A stained glass windows depicting a Stations of the Cross scene created by French-born artist Delphine Poulain, hangs in the Holy Cross church, in Hanga Roa, Rapa Nui or Easter Island, Monday, Nov. 28, 2022. Last year, thankful for the blessings that Rapa Nui has bestowed on her, Poulain offered a gift: stained-glass windows representing the 14 Stations of the Cross in the Catholic church, located in the island’s main city. (AP Photo/Esteban Felix)

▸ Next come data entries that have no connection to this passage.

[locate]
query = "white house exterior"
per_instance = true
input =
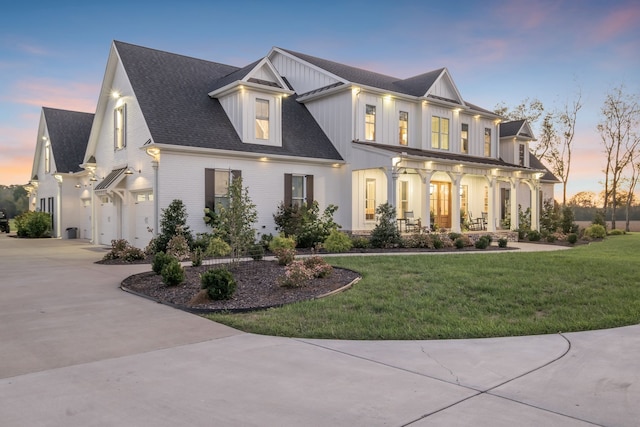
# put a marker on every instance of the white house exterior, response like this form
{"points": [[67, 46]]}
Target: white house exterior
{"points": [[296, 128], [56, 173]]}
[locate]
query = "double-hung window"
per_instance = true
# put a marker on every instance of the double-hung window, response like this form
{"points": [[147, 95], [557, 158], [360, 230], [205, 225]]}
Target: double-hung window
{"points": [[262, 118], [120, 127], [403, 130], [439, 133], [298, 190], [370, 123], [487, 142], [464, 139], [216, 187]]}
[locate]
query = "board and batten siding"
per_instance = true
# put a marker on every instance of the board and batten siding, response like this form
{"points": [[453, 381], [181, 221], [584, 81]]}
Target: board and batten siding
{"points": [[303, 78]]}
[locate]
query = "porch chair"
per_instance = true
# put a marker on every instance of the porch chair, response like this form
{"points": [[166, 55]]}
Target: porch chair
{"points": [[410, 223], [475, 224]]}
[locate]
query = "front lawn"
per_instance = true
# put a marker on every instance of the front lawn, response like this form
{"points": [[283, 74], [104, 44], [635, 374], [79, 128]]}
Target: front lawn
{"points": [[468, 296]]}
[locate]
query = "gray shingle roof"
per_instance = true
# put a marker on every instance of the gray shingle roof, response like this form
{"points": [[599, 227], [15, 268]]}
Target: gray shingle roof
{"points": [[172, 91], [69, 134]]}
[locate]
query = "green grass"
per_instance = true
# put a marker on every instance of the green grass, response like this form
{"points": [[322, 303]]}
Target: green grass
{"points": [[468, 296]]}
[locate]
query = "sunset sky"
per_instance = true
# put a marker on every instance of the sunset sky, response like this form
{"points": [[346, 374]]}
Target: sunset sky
{"points": [[54, 53]]}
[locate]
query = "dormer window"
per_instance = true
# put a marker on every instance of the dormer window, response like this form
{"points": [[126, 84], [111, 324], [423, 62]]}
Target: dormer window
{"points": [[370, 123], [262, 118], [120, 127]]}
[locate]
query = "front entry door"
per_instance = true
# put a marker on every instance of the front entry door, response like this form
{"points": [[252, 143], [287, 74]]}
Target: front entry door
{"points": [[441, 203]]}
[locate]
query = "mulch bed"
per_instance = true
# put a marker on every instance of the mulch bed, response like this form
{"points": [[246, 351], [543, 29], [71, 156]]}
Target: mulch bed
{"points": [[257, 287]]}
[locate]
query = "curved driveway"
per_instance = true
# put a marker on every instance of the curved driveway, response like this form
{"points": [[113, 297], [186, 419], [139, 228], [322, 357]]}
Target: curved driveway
{"points": [[77, 351]]}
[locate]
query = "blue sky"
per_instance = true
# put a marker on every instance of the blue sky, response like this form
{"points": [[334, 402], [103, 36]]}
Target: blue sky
{"points": [[54, 53]]}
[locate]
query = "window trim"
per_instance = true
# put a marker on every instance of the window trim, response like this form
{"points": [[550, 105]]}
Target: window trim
{"points": [[260, 119], [487, 142], [120, 127], [370, 122], [464, 141], [440, 142], [405, 128]]}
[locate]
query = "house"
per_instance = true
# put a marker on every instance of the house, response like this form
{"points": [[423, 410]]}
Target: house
{"points": [[296, 128], [56, 173]]}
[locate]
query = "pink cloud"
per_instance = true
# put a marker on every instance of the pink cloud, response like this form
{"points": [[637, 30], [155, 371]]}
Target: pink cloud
{"points": [[616, 23], [56, 94]]}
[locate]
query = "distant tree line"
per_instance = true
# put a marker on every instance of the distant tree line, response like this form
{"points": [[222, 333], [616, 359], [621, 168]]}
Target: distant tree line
{"points": [[14, 199]]}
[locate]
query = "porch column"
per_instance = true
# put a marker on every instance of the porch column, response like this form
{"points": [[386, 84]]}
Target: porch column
{"points": [[491, 205], [535, 205], [392, 184], [513, 203], [456, 178], [425, 197]]}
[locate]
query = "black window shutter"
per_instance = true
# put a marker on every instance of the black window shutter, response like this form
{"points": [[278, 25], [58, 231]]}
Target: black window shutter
{"points": [[309, 190], [288, 186], [209, 188]]}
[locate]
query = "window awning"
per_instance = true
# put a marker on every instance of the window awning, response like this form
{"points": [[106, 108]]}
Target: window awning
{"points": [[111, 180]]}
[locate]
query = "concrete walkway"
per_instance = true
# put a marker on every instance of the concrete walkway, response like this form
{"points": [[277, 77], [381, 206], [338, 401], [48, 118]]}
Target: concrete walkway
{"points": [[77, 351]]}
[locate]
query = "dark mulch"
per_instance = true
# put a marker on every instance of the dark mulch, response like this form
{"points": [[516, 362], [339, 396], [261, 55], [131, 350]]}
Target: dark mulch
{"points": [[257, 287]]}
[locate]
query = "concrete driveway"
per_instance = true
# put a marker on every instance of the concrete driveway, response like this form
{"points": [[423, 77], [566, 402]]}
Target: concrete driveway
{"points": [[77, 351]]}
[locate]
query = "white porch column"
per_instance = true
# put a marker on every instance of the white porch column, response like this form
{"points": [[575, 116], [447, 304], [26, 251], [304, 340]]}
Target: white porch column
{"points": [[513, 203], [535, 205], [392, 185], [425, 197], [491, 208], [456, 178]]}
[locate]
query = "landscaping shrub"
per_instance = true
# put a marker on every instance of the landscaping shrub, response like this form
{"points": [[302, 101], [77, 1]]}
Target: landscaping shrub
{"points": [[172, 273], [360, 242], [219, 284], [385, 234], [178, 247], [337, 242], [483, 242], [318, 266], [418, 240], [217, 248], [172, 222], [305, 223], [296, 275], [196, 257], [595, 231], [256, 252], [534, 236], [33, 224], [160, 259]]}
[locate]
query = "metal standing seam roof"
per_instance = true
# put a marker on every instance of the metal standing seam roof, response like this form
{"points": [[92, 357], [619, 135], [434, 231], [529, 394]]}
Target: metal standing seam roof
{"points": [[111, 179]]}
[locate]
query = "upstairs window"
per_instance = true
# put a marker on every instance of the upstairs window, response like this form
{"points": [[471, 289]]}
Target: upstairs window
{"points": [[370, 123], [120, 127], [439, 133], [464, 139], [47, 158], [298, 190], [216, 187], [487, 142], [403, 128], [262, 118]]}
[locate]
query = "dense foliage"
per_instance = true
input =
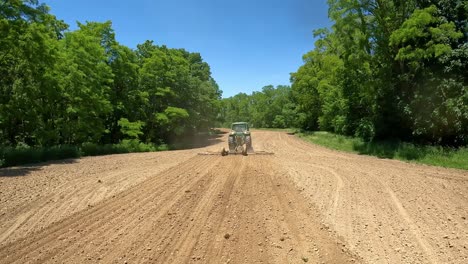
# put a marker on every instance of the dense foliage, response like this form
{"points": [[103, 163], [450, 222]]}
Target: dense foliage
{"points": [[270, 108], [389, 69], [61, 87]]}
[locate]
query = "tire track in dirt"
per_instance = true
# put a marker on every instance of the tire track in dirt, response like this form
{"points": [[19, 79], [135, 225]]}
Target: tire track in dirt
{"points": [[303, 203], [432, 227]]}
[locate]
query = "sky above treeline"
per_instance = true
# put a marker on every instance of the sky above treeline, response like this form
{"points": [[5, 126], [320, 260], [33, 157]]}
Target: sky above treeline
{"points": [[248, 44]]}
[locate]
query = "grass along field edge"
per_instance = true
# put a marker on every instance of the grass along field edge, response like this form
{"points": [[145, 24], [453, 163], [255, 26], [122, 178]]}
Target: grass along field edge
{"points": [[430, 155]]}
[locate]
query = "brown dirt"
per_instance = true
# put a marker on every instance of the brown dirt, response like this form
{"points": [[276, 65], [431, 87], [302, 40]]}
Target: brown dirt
{"points": [[303, 204]]}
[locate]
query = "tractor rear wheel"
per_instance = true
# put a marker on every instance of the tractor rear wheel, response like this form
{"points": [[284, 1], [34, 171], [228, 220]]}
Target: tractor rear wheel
{"points": [[248, 142], [232, 144]]}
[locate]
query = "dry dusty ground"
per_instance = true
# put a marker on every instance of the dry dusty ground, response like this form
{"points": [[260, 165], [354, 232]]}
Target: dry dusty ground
{"points": [[302, 204]]}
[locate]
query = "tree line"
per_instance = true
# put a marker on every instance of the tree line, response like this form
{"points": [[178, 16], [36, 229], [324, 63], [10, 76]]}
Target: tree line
{"points": [[72, 87], [272, 107], [389, 69], [385, 69]]}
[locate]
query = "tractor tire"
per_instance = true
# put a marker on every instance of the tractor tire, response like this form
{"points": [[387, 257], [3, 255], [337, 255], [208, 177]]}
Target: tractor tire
{"points": [[248, 142], [232, 144]]}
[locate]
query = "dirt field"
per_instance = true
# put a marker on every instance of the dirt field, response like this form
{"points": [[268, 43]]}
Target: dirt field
{"points": [[303, 204]]}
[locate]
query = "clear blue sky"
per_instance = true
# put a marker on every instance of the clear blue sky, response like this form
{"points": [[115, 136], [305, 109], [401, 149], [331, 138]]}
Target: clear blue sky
{"points": [[248, 43]]}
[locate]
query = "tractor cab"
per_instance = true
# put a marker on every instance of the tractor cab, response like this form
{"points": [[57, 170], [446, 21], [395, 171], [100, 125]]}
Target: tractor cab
{"points": [[240, 127], [239, 139]]}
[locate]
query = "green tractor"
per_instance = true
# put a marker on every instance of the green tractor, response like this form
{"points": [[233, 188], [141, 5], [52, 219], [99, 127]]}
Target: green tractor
{"points": [[239, 140]]}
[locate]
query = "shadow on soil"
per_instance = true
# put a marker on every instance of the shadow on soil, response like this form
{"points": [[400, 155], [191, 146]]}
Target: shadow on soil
{"points": [[199, 140], [25, 170], [390, 150]]}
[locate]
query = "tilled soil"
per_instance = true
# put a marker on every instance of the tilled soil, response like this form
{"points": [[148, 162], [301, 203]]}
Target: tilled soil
{"points": [[303, 204]]}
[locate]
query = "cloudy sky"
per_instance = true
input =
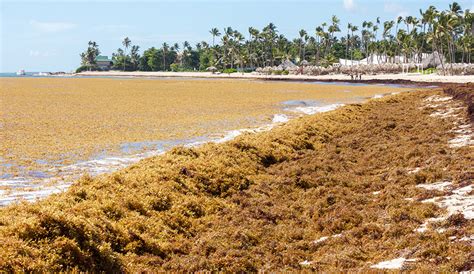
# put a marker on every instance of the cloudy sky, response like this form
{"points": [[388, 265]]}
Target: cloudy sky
{"points": [[49, 35]]}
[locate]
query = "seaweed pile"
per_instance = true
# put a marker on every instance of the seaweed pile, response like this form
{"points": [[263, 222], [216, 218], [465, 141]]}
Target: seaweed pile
{"points": [[337, 190]]}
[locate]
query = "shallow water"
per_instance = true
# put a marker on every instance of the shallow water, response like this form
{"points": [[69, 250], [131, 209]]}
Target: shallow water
{"points": [[40, 176]]}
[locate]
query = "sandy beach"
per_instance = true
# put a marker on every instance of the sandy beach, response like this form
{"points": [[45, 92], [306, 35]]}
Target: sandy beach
{"points": [[413, 77]]}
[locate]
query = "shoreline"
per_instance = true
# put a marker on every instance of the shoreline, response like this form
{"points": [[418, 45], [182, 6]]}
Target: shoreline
{"points": [[362, 169], [411, 78]]}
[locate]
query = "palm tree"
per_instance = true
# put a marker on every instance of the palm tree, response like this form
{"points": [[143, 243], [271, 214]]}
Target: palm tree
{"points": [[126, 43], [303, 38], [353, 29], [165, 49], [215, 33]]}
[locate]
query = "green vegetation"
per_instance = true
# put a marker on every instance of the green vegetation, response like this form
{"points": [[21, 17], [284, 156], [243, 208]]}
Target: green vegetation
{"points": [[259, 202], [448, 32]]}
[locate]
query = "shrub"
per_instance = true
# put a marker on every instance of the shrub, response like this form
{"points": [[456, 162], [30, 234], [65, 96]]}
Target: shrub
{"points": [[229, 70]]}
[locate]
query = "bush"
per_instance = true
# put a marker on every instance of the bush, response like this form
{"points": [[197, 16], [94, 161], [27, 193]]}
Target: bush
{"points": [[87, 68], [229, 71], [174, 67]]}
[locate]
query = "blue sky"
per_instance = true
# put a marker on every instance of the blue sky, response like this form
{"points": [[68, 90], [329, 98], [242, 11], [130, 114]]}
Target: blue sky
{"points": [[50, 35]]}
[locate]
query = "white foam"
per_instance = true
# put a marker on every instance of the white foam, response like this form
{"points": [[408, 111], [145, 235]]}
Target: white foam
{"points": [[393, 264], [309, 110], [435, 186], [280, 118], [459, 202], [109, 164]]}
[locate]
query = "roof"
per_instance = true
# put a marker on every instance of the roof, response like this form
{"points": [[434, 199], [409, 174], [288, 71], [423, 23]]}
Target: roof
{"points": [[103, 58]]}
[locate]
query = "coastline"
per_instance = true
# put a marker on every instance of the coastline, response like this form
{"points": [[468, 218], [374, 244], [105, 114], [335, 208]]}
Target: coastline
{"points": [[380, 78], [287, 189]]}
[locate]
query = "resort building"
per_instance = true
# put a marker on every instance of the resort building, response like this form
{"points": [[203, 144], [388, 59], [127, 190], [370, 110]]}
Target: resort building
{"points": [[103, 62]]}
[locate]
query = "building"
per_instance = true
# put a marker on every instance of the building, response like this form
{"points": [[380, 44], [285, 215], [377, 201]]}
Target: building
{"points": [[103, 62]]}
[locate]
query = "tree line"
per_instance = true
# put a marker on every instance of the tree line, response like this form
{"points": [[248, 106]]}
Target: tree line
{"points": [[448, 32]]}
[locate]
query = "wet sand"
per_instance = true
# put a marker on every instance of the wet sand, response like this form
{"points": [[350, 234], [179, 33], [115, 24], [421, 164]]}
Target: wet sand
{"points": [[381, 78]]}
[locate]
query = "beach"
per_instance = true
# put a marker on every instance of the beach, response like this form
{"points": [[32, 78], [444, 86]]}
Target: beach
{"points": [[388, 180], [56, 129], [410, 77]]}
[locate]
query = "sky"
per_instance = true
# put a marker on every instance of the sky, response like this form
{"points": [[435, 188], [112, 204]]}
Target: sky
{"points": [[46, 35]]}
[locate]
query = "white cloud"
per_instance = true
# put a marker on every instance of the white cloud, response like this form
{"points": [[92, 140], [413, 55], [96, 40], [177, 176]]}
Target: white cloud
{"points": [[51, 26], [395, 8]]}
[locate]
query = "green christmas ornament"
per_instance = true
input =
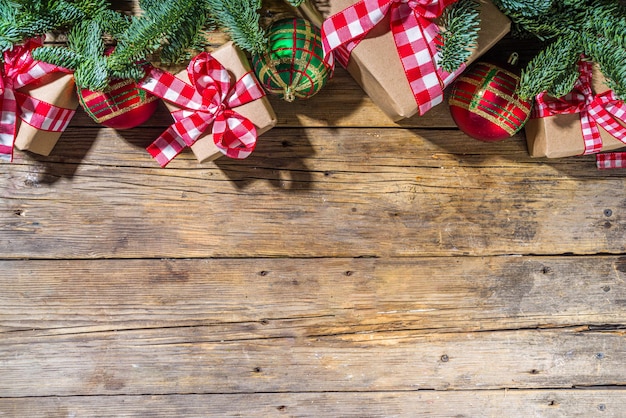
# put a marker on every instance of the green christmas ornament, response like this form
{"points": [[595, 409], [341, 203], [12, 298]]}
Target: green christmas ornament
{"points": [[292, 67]]}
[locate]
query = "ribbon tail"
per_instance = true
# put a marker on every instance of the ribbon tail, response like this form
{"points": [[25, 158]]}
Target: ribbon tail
{"points": [[411, 39], [343, 30], [174, 140], [611, 160], [8, 119], [606, 110], [42, 115], [591, 134]]}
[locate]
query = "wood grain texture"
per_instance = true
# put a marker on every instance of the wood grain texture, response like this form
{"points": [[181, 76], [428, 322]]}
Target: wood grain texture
{"points": [[231, 326], [351, 192], [483, 403], [351, 266], [276, 298], [209, 360]]}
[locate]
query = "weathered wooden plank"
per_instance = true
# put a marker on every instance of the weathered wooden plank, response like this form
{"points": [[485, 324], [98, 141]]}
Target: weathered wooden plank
{"points": [[274, 298], [199, 360], [342, 103], [319, 192], [483, 403]]}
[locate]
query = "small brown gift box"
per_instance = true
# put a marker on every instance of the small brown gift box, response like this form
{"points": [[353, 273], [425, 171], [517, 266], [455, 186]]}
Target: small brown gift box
{"points": [[259, 111], [57, 89], [374, 63], [561, 135]]}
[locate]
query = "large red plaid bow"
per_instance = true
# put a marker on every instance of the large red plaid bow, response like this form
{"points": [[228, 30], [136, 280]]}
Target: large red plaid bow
{"points": [[604, 109], [208, 102], [414, 32], [19, 70]]}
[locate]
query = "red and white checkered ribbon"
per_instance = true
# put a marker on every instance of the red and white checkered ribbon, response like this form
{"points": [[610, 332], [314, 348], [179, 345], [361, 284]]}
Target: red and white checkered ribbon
{"points": [[604, 110], [19, 70], [207, 103], [415, 34]]}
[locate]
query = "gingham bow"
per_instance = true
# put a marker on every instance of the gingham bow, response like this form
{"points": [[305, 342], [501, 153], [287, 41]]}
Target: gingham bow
{"points": [[604, 110], [414, 32], [19, 70], [207, 102]]}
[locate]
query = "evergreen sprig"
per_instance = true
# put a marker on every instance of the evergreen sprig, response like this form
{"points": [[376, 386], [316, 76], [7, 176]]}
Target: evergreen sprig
{"points": [[460, 24], [241, 20], [167, 27], [594, 29], [24, 19]]}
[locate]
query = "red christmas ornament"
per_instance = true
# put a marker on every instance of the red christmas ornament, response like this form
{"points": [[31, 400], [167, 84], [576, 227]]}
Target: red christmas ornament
{"points": [[484, 105], [123, 106]]}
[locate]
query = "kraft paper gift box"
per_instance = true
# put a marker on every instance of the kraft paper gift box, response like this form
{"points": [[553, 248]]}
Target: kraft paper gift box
{"points": [[259, 112], [375, 65], [561, 135], [57, 89]]}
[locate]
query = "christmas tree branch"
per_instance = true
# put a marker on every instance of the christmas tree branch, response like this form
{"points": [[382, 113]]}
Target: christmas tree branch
{"points": [[459, 33], [240, 19]]}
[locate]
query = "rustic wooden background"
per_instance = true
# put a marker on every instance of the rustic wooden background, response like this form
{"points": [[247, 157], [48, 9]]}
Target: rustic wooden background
{"points": [[350, 267]]}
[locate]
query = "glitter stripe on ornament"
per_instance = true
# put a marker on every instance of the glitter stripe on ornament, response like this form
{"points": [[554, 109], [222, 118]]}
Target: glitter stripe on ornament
{"points": [[123, 97], [488, 91], [293, 66]]}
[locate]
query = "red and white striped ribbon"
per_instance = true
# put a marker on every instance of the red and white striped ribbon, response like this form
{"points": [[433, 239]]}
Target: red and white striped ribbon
{"points": [[415, 34], [207, 103], [18, 70]]}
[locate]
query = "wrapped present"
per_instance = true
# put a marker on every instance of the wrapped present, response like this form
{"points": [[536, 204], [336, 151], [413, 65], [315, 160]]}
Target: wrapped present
{"points": [[218, 106], [37, 102], [587, 120], [389, 48]]}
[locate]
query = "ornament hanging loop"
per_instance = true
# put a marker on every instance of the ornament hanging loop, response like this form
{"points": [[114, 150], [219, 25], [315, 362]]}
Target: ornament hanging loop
{"points": [[513, 59]]}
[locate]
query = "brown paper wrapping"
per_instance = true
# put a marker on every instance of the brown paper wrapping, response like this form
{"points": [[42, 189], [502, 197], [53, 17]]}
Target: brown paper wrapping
{"points": [[57, 89], [375, 64], [259, 111], [561, 136]]}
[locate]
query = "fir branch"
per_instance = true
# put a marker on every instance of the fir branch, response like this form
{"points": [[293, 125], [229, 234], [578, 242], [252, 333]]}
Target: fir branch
{"points": [[240, 19], [460, 23], [59, 56], [21, 20], [612, 60], [553, 70], [84, 55], [172, 22]]}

RAPA NUI, Chile — Rapa Nui – the remote Chilean territory in the mid-Pacific widely known as Easter Island – is home to a Catholic church featuring artwork that reflects that islanders’ ancestral culture as well as Christian beliefs. Among the eye-catching works are stained glass windows — created by a French-born artist – that portray figures resembling Rapa Nui’s inhabitants.
The artist, Delphine Poulain, was born in Paris 52 years ago and has been in love with Rapa Nui since she first visited in 1994. She smiles at the memory.
“I was riding a horse through the beach when I first I thought ‘I want to live here,’” she said.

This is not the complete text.